A short story of a future where our PCs and mobiles are mere legends, but their lessons endure…
I was happy to see my grands in the flesh. Despite the distance, and the fact that they travel a lot more than I ever have, we’ve managed to stay in contact with each other through her implant and my ocular goggles. I could imagine this when I was younger, but clearly communication isn’t what it used to be.
They sat down in front of me, while their mother – my daughter Amanya – brought out some refreshments. They were used to my stories, and this time I got to be in front of them live. This would be fun – reminding me of those spoken word stages I used to enjoy in my youth. Their stages are similar and different. How will they take the lessons of my past and apply them to a future they’ve not yet dreamt.
I started by pulling out my phone. It has been many decades since it worked, and I’d be lucky to even find someone who would publicly charge the lithium-ion power supply. But there’s still nothing like the N95. Ocular goggles, wands, or even cybernetics just didn’t have the same feeling as a mobile. But those were affections for my generation to remember and forget, they’d have their own relics to wax poetic over in time.
I continued from where I left off the last time we talked…
…I was at the Consumer Electronics Show in 2007, sitting in the midst of many international journalists, bloggers, and marketers. As every CES show has seemed to have since forever, Microsoft’s chairman gave the keynote. Bill Gates (you should have seen their eyes when I mentioned his name) came onto stage and demonstrated his ideal working day. There were screens, devices, and talk of software and possibilities that were “just around the corner.” And per every Microsoft presentation, something didn’t work just right. But, I was happy to be in the moment.
And then I looked to the row behind me and saw it, there was someone with a Nokia N95 passing it around. There was nothing like this mobile. Already released in the rest of the world, the N95 had everything. 5 megapixel camera, GPS, Wi-Fi, you name it. That mobile was packed. And there I was distracted. ADHD fully set in, head on a swivel wondering how I could get closer to that hallowed device. The owner noticed me staring at the mobile and quickly put it back into his pocket. If I were going to get a chance to play with that device, it wouldn’t come from him.
After the keynote, I would accompany my fellow editors to several parties and eats. We went to one event where we got a preview of some of the devices that would be introduced. I was stuck on two makers – everything else was non-essential – Nokia and Palm. All I needed was a few minutes, and I’d have the perspective that I came there for – whether or not the PC was going to stick around.

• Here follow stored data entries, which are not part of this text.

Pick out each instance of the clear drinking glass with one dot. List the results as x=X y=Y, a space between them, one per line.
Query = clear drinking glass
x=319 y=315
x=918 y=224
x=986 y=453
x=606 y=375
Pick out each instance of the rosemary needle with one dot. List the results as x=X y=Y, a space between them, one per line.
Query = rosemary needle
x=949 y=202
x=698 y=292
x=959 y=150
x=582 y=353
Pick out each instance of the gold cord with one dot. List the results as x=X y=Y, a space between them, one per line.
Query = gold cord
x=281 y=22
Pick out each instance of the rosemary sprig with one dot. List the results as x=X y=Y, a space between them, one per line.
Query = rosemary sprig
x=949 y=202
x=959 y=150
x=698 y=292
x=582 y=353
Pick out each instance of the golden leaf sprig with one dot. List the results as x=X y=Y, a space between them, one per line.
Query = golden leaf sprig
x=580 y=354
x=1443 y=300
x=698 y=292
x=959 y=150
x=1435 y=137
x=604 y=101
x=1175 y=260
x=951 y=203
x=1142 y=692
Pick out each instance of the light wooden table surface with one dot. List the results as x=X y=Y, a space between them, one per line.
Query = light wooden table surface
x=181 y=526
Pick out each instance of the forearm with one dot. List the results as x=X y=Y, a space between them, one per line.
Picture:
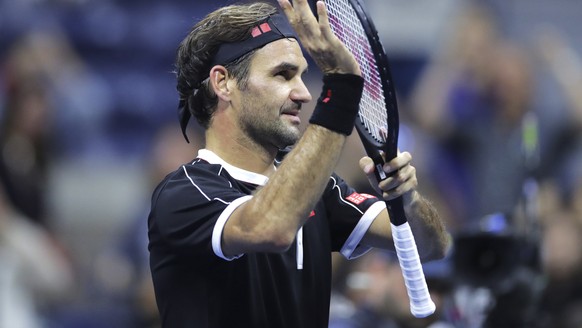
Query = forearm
x=432 y=239
x=298 y=183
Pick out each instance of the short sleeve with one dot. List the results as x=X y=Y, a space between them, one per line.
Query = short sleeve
x=350 y=216
x=189 y=211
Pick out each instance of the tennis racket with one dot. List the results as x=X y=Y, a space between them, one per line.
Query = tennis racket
x=377 y=126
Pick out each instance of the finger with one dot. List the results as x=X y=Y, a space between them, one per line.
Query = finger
x=401 y=160
x=400 y=177
x=304 y=11
x=367 y=165
x=400 y=190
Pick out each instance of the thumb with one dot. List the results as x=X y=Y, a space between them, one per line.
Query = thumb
x=367 y=165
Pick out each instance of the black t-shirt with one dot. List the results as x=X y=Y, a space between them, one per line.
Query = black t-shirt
x=197 y=286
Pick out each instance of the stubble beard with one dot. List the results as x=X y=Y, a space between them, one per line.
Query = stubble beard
x=265 y=131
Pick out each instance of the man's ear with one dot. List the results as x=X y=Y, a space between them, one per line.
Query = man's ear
x=219 y=81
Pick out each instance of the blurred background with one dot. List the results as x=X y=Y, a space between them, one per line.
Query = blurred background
x=491 y=109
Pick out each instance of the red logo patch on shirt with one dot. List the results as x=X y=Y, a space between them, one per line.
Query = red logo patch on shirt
x=358 y=198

The buzz in the air about whatever Apple would do was thick. You couldn’t go to any spot on the floor without questions about Apple. I even took the trudge to the Nokia exhibit – an entirely different building – and many of their staffers were tuned into Macworld. And then it was like a collective gasp – the iPhone was introduced. You could have actually heard the gasp on the main floor of CES. People weren’t just surprised, but folks were even talking of leaving CES for “the real show.” Yea, it was clear, the Treo in my pocket, the N95 I was straining my neck to see, and the newly announced iPhone were the future of computing…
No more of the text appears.